Unfolding the political view from Kansas

For an engrossing visit to another world — one that doesn’t involve 3-D glasses and whose name is Wichita — “What’s the Matter With Kansas?” is the film to see this week.

Based on Thomas Frank’s best-seller, this documentary, with impressive evenhandedness, examines how a state once known for progressive populism became heavily Republican and conservative.

It sharply demonstrates how Republican candidates have exploited religious fervor surrounding issues such as abortion to get poor and middle-class voters to support a party whose overall actions run counter to their economic well-being.

Directed by Joe Winston and unfolding without narration, the film shows a Kansas landscape decidedly under-the-rainbow, with boarded-up storefronts, for-sale homes and ailing farms.

Politically, the tone is fundamentalist and Republican. Voters view Republicans as the Christian party and thus the good guys. They demonstrate more interest in the party’s stance on religiously charged issues such as abortion and gay marriage than in how Republican policies affect their farms.

Democrats are seen as “pro-abortion,” “pro-homosexual” and “evil.”

Three primary subjects put human faces on Kansas mindsets: Angel Dillard, a conservative Christian farmer and anti-abortion activist; Brittany Barden, an 18-year-old religious zealot who campaigns for Republican candidates; and Kansas Farmers Union president Donn Teske, a populist who worries about the fate of farms.

Setbacks occur. Barden’s candidate loses in 2006, echoing the fate of many Republicans that year. Local pastor Terry Fox resigns from his church over his controversial sermons opposing gay marriage and abortion. Fox’s relocation to a theme park results in further tribulation.

It takes time for Frank’s point — that Kansans are giving hot-button “Christian” issues priority over their own economic welfare at the ballot box — to gel. And in its admirable attempt to treat its subjects fairly, the film can seem slightly soft. The generally even-handed film “Jesus Camp” contained a more vivid picture of fundamentalist thinking.
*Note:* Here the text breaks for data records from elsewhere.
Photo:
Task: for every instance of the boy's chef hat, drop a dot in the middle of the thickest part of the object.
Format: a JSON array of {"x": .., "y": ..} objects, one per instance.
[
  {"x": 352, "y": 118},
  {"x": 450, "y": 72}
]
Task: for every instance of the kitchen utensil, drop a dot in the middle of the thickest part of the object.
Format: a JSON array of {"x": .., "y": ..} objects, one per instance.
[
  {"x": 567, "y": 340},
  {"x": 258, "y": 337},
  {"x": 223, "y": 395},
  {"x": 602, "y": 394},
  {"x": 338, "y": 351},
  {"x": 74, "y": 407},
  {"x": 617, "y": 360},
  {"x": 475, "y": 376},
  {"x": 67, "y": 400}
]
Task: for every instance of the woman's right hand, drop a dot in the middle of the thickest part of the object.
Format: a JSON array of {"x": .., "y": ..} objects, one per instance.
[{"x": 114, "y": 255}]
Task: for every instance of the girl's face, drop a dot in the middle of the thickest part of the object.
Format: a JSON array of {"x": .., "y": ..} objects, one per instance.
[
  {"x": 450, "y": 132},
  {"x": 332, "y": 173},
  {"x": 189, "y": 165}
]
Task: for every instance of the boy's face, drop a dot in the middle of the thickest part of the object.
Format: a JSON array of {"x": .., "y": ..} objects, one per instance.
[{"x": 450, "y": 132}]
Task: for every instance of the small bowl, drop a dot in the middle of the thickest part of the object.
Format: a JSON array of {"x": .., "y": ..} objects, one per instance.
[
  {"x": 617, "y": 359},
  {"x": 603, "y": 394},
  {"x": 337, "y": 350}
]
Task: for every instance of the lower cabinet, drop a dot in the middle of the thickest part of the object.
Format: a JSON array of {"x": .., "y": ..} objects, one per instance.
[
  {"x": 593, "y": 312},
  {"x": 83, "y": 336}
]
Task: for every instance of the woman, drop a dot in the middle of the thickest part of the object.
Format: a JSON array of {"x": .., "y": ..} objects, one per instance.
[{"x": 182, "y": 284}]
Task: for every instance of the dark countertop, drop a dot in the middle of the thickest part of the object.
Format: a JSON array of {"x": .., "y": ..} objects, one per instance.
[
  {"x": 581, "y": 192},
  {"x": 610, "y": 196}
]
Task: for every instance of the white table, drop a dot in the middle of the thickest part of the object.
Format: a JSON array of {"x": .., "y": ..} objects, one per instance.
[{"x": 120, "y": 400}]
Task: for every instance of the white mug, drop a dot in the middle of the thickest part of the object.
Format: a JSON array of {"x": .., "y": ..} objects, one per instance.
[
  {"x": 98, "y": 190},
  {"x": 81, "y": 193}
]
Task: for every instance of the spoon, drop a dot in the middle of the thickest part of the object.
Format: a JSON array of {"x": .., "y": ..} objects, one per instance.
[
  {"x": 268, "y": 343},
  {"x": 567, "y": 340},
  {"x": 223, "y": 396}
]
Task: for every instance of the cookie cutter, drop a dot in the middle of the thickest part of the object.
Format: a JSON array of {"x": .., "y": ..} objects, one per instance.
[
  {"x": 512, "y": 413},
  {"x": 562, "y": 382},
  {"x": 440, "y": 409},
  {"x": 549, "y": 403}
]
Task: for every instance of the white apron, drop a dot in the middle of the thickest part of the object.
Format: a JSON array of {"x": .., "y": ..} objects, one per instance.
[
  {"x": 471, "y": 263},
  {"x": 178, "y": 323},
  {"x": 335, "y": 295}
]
But as it absorbs you in these lives, the film triumphs as an exploration of an exceptionally site-specific place on the U.S. political map and as a look at the problematic but ingrained relationship of religion and politics.

Winston’s three-dimensional treatment of people whose ideas may seem insane to those with Bay Area sensibilities is a plus; the humanity hooks us.

Dillard may come off as a caricature when shown selling plastic babies at the fair, but as we get to know her, she impresses us as someone who has overcome immense personal trauma and worked hard to maintain her farm.

This textured film also contains a segment on the progressive elements of Kansas history; a crusty Kansas sculptor; and a head-shaker of a visit to the Creation Museum.

 

MOVIE REVIEW
What’s the Matter With Kansas?

Three stars
With
Angel Dillard, Brittany Barden, Donn Teske, Terry Fox
Directed by Joe Winston
Not rated
Running time: 1 hour 30 minutes
Note: Director Joe Winston and producer Laura Cohen will attend screenings at 7:20 and 9:45 p.m. Friday and Saturday at the Lumiere, 1572 California St., San Francisco.